Central Arizona College launched its new partnership with Maricopa High School in a ribbon-cutting ceremony Tuesday.
CAC Connect gives the college office space in the high school’s Career and College Center so CAC advisors and recruiters can meet with students on their own campus.
Speaking directly to the high school students attending the opening event, CAC President Jackie Elliott said the college “is happy to enhance your learning experience and assist you in pursuing your academic goals through higher education. CAC Connect will provide you a true learning community, and we look forward to seeing this program grow throughout Pinal County.”
Monica Vogan, outreach coordinator for CAC, said the program will allow CAC to help students explore educational options, apply online and register for classes.
“It’s incredible what we can accomplish when we actually come together,” said Bernadette Russoniello, MHS College and Career coordinator. “This started as a sit-down, brief meeting where we said, ‘How can we do it better?’
Principal Brian Winter pointed out MHS is the first high school in the county to have that kind of connecting program.
“We are proud to pioneer such a unique program, one that will bridge high school resources with college resources in one easy to access package for our Maricopa students,” he said.
CAC student Rebekka Harris said CAC Connect will be a great way for the college to have impact and recognition within the school. “When I was actually a student at MHS, I didn’t know about CAC until the semester before graduation and I was panicking.”
She first attended CAC to become a teacher but realized about halfway through her studies that was not the path she really wanted. Changing majors, she said, felt like less of a blow at CAC than it would at a huge university.
Timonyeh Shines, a CAC graduate now starting at ASU, said CAC Connect would have been a better influence on her younger siblings as they went through high school but are currently not in college.

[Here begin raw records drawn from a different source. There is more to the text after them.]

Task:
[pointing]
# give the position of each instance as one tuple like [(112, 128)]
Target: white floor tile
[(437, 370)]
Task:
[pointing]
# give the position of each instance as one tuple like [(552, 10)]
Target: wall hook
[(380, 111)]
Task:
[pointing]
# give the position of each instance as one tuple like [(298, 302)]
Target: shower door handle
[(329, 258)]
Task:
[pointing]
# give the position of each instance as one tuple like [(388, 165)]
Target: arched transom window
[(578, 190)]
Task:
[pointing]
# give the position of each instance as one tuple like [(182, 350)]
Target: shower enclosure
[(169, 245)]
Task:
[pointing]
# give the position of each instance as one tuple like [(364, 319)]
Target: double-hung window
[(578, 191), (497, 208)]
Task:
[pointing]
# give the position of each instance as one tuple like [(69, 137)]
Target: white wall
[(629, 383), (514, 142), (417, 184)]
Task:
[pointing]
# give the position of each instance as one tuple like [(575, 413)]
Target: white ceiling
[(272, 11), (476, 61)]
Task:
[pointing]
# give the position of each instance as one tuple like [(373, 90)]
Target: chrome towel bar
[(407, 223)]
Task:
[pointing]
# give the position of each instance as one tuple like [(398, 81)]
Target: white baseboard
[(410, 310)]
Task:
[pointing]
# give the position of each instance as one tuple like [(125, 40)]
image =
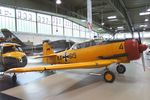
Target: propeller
[(142, 54)]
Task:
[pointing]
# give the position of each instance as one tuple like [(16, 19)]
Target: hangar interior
[(34, 21)]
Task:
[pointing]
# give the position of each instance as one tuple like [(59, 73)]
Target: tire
[(121, 69), (109, 76)]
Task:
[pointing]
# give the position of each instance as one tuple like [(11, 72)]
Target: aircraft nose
[(142, 47)]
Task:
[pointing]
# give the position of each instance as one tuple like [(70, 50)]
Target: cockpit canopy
[(86, 44), (9, 47)]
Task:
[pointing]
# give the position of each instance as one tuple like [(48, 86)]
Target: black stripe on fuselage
[(113, 56)]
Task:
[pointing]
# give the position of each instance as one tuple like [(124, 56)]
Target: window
[(82, 31), (44, 24), (67, 27), (26, 21), (87, 33), (57, 25), (7, 18), (76, 30)]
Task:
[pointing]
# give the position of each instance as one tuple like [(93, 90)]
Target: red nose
[(142, 47)]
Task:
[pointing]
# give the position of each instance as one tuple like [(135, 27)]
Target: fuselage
[(123, 50)]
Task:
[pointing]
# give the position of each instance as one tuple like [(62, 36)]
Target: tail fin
[(47, 50)]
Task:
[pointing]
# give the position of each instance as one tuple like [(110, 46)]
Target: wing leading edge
[(82, 65)]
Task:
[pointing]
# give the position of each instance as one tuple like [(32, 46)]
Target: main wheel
[(121, 69), (14, 78), (109, 76)]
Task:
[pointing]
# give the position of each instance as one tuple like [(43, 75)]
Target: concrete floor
[(79, 85)]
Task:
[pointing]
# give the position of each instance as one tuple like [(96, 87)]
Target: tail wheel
[(109, 76), (121, 69)]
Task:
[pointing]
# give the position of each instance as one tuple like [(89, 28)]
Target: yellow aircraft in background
[(90, 54)]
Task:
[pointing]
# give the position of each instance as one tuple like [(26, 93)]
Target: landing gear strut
[(121, 69), (109, 76), (14, 78)]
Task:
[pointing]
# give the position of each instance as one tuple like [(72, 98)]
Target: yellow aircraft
[(91, 54), (11, 55)]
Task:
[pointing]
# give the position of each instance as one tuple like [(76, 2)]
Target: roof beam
[(120, 7)]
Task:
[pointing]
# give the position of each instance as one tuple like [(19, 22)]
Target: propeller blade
[(143, 61)]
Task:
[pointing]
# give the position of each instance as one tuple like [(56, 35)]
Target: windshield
[(13, 48), (86, 44)]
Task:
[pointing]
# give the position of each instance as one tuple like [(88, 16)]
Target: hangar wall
[(36, 38)]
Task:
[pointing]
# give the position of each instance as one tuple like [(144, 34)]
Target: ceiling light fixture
[(58, 2), (102, 24), (143, 25), (83, 20), (120, 28), (148, 9), (113, 20), (146, 20), (144, 13), (112, 17)]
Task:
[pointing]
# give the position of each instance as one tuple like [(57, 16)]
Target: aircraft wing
[(82, 65), (51, 55)]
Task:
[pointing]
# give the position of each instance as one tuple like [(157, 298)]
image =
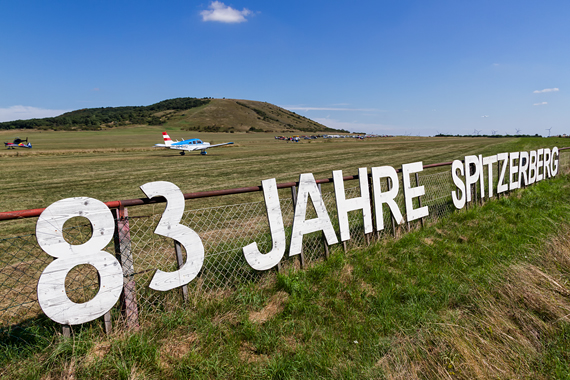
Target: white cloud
[(26, 112), (546, 90), (221, 12)]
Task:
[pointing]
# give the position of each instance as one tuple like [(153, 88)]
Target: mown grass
[(111, 165), (482, 294)]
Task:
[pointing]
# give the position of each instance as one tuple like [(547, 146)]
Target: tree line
[(94, 118)]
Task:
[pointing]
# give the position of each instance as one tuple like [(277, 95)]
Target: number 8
[(51, 286)]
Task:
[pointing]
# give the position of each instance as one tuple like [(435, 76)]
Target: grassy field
[(481, 294), (111, 165)]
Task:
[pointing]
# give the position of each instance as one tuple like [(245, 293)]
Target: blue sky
[(396, 67)]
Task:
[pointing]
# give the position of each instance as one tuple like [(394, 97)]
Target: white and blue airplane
[(186, 145)]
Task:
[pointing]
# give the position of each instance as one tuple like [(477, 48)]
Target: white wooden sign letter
[(413, 192), (169, 226), (388, 197), (253, 256), (308, 187), (52, 296), (343, 205)]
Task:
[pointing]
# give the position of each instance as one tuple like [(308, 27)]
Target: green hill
[(193, 114)]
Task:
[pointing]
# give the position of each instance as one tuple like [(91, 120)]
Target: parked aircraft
[(187, 145), (18, 143)]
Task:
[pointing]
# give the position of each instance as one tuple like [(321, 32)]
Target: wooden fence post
[(180, 262), (294, 198), (129, 306), (325, 244), (419, 199), (389, 184)]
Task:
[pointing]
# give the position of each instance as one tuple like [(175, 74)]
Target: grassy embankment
[(482, 293), (111, 165)]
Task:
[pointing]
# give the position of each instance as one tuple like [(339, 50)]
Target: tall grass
[(482, 294)]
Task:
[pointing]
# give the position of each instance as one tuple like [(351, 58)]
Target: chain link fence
[(224, 231)]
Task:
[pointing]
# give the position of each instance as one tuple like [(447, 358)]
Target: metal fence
[(224, 231)]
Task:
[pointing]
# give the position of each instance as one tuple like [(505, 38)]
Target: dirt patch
[(346, 273), (175, 348), (98, 352), (231, 318), (247, 353), (274, 307)]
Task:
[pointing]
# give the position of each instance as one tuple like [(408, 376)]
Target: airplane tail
[(167, 139)]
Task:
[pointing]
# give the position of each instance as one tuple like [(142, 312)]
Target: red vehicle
[(18, 143)]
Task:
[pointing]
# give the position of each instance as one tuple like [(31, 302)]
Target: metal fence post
[(129, 306)]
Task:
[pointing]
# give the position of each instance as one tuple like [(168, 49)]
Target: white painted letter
[(458, 202), (413, 192), (471, 179), (169, 226), (513, 169), (489, 161), (539, 165), (388, 197), (532, 167), (547, 157), (253, 256), (343, 205), (523, 169), (554, 161), (52, 296), (502, 187), (308, 187)]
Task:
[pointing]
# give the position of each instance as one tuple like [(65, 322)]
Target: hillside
[(207, 115), (226, 115)]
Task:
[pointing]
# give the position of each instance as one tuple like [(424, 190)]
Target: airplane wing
[(211, 146)]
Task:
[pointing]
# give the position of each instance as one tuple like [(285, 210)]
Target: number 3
[(169, 226), (51, 286)]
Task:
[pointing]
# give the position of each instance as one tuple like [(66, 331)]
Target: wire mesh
[(224, 231)]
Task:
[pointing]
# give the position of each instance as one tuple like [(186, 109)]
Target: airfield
[(407, 299), (111, 164)]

“CAC has been a wonderful, wonderful school to attend,” said Shines, who did not attend high school but earned her GED to qualify for college. “I feel like if they had had this opportunity, they would have been along the path that I am on now. I’m really happy this is part of this high school so it can influence other people to actually attend.”
Maricopa Unified School District Superintendent Tracey Lopeman said the program helps the district achieve its first board-adopted goal: “Every student graduates prepared to create, innovate, lead and succeed.”